You usually want to describe your book that's intended to be part of a series as "a standalone novel with series potential." Some agents and editors see "book one in a planned series" and the like as code for "book that doesn't tell a completely story and is just setup for book two" or "book I won't be able to sell if the author flakes out and doesn't finish the other two."

alaskaRavenclaw said...

This is a lot of unfamiliar names to throw at someone in 30-45 seconds, which is about how long an agent will spend looking at a query. Give us a main character and an obstacle in his or her path, and avoid naming too many people and places.

Anonymous said...

I'm going to skip over the strangeness of the people from inside and outside the wall speaking the same language even though they've had no contact for 2,000 years. I do hope there's a reasonable explanation.

For the most part, you don't need to include your world building. The only thing I can think of that might be relevant is why the city was sealed away, which presumably has something to do with why the woman thinks Alsed (& friends?) can save the world. If is relevant and can be mentioned briefly, it might be ok to include.

Remember to be specific.

Re-post, if you want comments on the re-write.

AA said...

There are a lot of elements here.
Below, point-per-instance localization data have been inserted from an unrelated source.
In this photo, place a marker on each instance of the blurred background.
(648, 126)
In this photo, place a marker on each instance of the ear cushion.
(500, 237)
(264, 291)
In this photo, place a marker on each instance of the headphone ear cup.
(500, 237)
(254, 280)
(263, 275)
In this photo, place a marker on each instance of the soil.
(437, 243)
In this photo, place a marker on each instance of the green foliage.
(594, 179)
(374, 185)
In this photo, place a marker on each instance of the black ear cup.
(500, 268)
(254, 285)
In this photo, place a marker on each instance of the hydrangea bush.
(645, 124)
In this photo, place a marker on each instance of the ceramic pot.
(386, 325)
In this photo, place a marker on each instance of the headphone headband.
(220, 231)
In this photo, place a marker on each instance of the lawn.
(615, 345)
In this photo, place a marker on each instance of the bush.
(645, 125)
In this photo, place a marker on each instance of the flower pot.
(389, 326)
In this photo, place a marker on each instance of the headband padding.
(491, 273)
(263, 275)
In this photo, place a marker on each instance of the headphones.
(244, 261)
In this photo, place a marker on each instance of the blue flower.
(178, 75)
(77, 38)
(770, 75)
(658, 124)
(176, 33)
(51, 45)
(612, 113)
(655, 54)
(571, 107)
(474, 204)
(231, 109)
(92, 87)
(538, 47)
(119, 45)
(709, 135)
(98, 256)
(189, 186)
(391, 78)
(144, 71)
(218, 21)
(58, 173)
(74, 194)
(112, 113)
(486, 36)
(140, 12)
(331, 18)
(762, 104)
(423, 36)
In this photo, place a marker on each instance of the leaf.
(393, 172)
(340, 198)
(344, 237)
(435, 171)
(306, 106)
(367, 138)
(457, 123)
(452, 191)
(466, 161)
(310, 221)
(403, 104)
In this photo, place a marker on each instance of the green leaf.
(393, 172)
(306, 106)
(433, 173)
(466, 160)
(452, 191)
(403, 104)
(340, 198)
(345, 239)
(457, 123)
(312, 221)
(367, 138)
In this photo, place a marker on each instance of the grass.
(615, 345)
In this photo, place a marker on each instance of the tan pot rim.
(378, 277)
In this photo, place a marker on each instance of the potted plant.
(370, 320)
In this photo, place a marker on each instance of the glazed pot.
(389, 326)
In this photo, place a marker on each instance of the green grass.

Some of them seem to be the same elements with different names.
We have:
The seven children of Adeloste,
Adeloste himself, also known as the Eternal King,
demigods,
Ferlorenare (may also be the Demigods),
a great war,
a sacrifice,
the city of Sakaret,
a powerful, mysterious enchantment,
a 2,000 year silence,
Alsed,
a mysterious woman,
an unseen hand,
monsters, or a monster,
an ancient myth (Adeloste?),
a world teetering on the brink of destruction,
Asled's friends,
a psychotic demigod,
and a complex game.

That's a lot of stuff. It's all thrown together, though. It doesn't "gel." Everyone's running or opposing something or sacrificing themselves or uncovering ancient secrets, but who is doing what and why?

We need a main character (Alsed) and his personal journey. Tell what he does and why he wants to accomplish it. Then, what obstacles are in his path. Who is this mysterious woman? Does she have a name? Finally, what does Alsed have that makes him likely to save the world or worthy of being the hero in this story.

Anonymous said...

I agree that you should minimize (what I think is) the towering, confusing, Greek-mythology-like backstory and maximize (what I hope is) the quirky, vivid Wizard-of-Oz-like, girl-on-a-mission story.